Background Noise Interfering with Realtime API Using Phone

I’m building a phone bot using Twilio and OpenAI’s Realtime API that allows users to call and speak with an AI assistant about store information. I’m running into some challenges with audio processing and would appreciate any guidance from the community.

Current Implementation

  • Using Twilio for phone integration
  • OpenAI Realtime API with GPT-4
  • Server-side VAD for turn detection
  • g711_ulaw audio format
  • Currently implementing voice activity detection with configurable threshold

Issues

  1. Background Noise Sensitivity: The system is picking up ambient voices and background noise, even with high VAD thresholds
  2. Self-feedback Loop: The assistant sometimes picks up its own voice output and responds to it, particularly when users are on speakerphone
  3. Speakerphone Compatibility: These issues are especially pronounced during speakerphone usage, which is a crucial use case for our implementation

What We’ve Tried

  • Increased VAD threshold settings (up to 0.9) in the session configuration:
turn_detection: {
    type: 'server_vad',
    threshold: 0.9,
    silence_duration_ms: 500,
}

Questions

  1. Are there recommended approaches for handling background noise in phone bot implementations?
  2. Should we implement audio preprocessing/filtering before sending the audio to the API? If so, what methods would you recommend?
  3. Are there any specific best practices for handling speakerphone scenarios?
  4. Are there additional configuration options we should be exploring beyond VAD threshold adjustment?

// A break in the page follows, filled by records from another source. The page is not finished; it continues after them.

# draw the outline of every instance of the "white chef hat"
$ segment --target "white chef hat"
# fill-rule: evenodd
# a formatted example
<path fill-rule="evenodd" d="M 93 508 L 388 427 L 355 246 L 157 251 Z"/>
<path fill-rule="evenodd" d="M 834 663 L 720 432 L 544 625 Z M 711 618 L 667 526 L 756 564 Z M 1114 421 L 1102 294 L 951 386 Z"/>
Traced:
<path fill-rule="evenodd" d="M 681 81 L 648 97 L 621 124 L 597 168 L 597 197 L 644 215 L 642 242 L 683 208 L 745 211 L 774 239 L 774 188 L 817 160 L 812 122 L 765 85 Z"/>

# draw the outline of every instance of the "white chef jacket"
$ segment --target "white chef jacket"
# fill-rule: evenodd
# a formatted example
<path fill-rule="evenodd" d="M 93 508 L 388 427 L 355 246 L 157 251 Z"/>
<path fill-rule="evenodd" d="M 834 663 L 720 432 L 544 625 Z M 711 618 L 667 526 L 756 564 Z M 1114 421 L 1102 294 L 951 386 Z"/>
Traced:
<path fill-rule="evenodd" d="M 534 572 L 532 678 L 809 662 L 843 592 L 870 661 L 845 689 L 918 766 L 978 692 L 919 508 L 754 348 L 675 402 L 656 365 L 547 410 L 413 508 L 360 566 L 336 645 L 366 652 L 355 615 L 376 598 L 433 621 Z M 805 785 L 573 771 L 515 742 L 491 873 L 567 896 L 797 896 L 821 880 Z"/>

Any insights or recommendations would be greatly appreciated. Thank you!

Technical Details

  • Audio Format: g711_ulaw
  • API Version: realtime-preview-2024-12-17
  • Implementation: Node.js with WebSocket
2 Likes

You have to implement your own Active Echo Cancellation (AEC) and Active Noise Suppression (ANS) before streaming the Audio to the OpenAI Realtime API.

Cheers! :hugs:

Hey, thanks for replying. Do you have any resources or any sort of examples on how to do implement AEC and ANS? I tried using python noisereduce library on each of the audio delta but I don’t think I’m doing this right.

In python, there are probably a ton of resources on how to do this. As I am mainly using Java I won’t be of much help, but you can always search on the internet or ask ChatGPT! :hugs:

@shaumikm Did you ever figure this out?

How do you recommend implementing that with Java? we are using Java as well and have a similar problem.

Well, I use a SIP SDK/Library to route the OpenAI Realtime API Audio through a SIP to the user on an actual phone. It’s called JVoIP but I doubt that that’s what you’re looking for.
JVoIP has AEC and ANC integrated. :hugs:
There are a bunch of SDKs out there though.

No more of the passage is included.